Mentoring program sounds like a win-win
Published 9:47 pm Wednesday, March 6, 2013
A couple of weeks ago, I wrote in this space about the Friends of the Library and the work the organization is doing for the Lincoln County Library.
While the Friends are certainly doing their part to maintain our jewel of a public library and encourage involvement with books and reading, another new group has been formed to help bolster local children’s reading skills and, hopefully, instill a lifelong positive relationship with the written word that some day may bear fruit in more Friends members down the line.
Under the management of the Barbara Bush Foundation for Family Literacy, Teen Trendsetters Reading Mentors has established a local program to help children at Mamie Martin Elementary School.
The effort was announced at a kickoff meeting last Thursday attended by Teecy Matthews, national director of Teen Trendsetters.
Funding for the Brookhaven program comes through the generosity of local donor Marlene Cupit. Bringing the program here was the brainchild of another local resident, Mississippi State University student Laura Lee Lewis.
Both Cupit and Lewis are to be commended for spearheading the plan.
Mississippi Scholars participants from Brookhaven High School will be utilized as mentors for the younger students. Community service is one part of the Mississippi Scholars participants, and what better way to do that than through mentoring upcoming students? The pairing sounds like a win-win for elementary students and high school students alike.
Mississippi has repeatedly been listed at or near the bottom of surveys on literacy rates, and a correlation can easily be made between poor reading ability and high dropout rates. The teen mentoring program should go a long way toward combating both problems.
By joining high school students with elementary school children, the plan gives the older kids a strong motivation to stay in school while they, at the same time serve as positive role models for the younger children.
Teen Trendsetters works with second and third graders who are selected for the program because they have been identified as having fallen behind in their reading levels.
Teen mentors give the younger children one-on-one reading help for an hour a week during the school year. The elementary school children also receive free books to take home.
The mentors receive training that will not only enable them to teach their young protégés but also to become leaders. The mentors are given teaching outlines for 10 lessons that include vocabulary, fluency and comprehension. A Teen Trensdsetters press packet states that elementary school participants have experienced an average of a year of growth in reading skills through participation.
The older students gain too. “By teaching reading, the teens themselves fall in love with reading,” the press release further states. What could be better?
Brookhaven’s program is the first Teen Trendsetters effort in Mississippi, though the organization has been in existence for 13 years since its funding in Florida.

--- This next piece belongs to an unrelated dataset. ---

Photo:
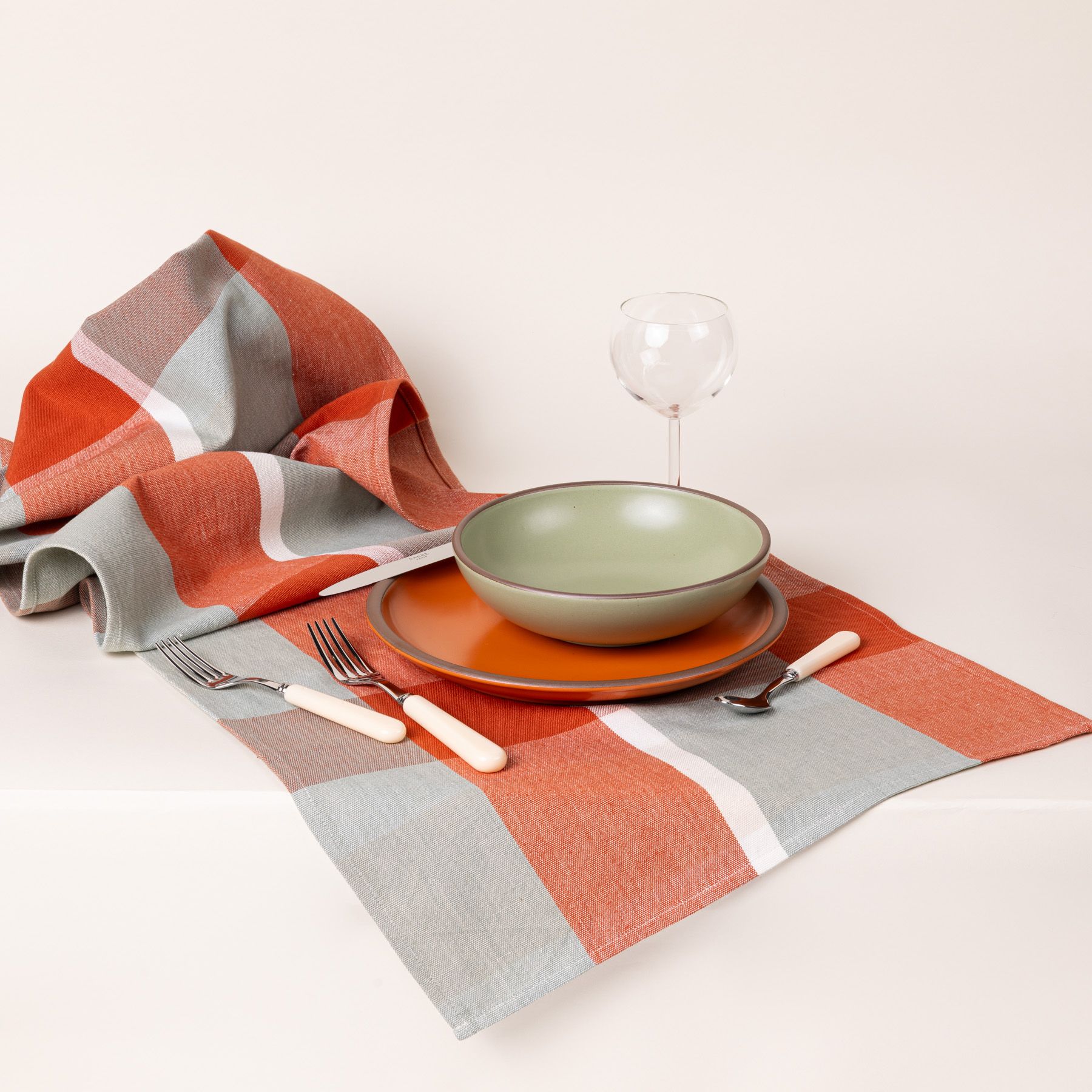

While having teens teach and lead their younger peers reading skills is a great idea, I’d also like to suggest that local civic clubs and church groups also seek ways to become involved in helping mentor our children, if they haven’t already done so.
In two of my previous hometowns, I was fortunate to have been involved in reading mentoring programs through a local Kiwanis Club, and I’m sure there are similar opportunities here for groups to help out.
An investment of time in our future citizens will repay us many times over.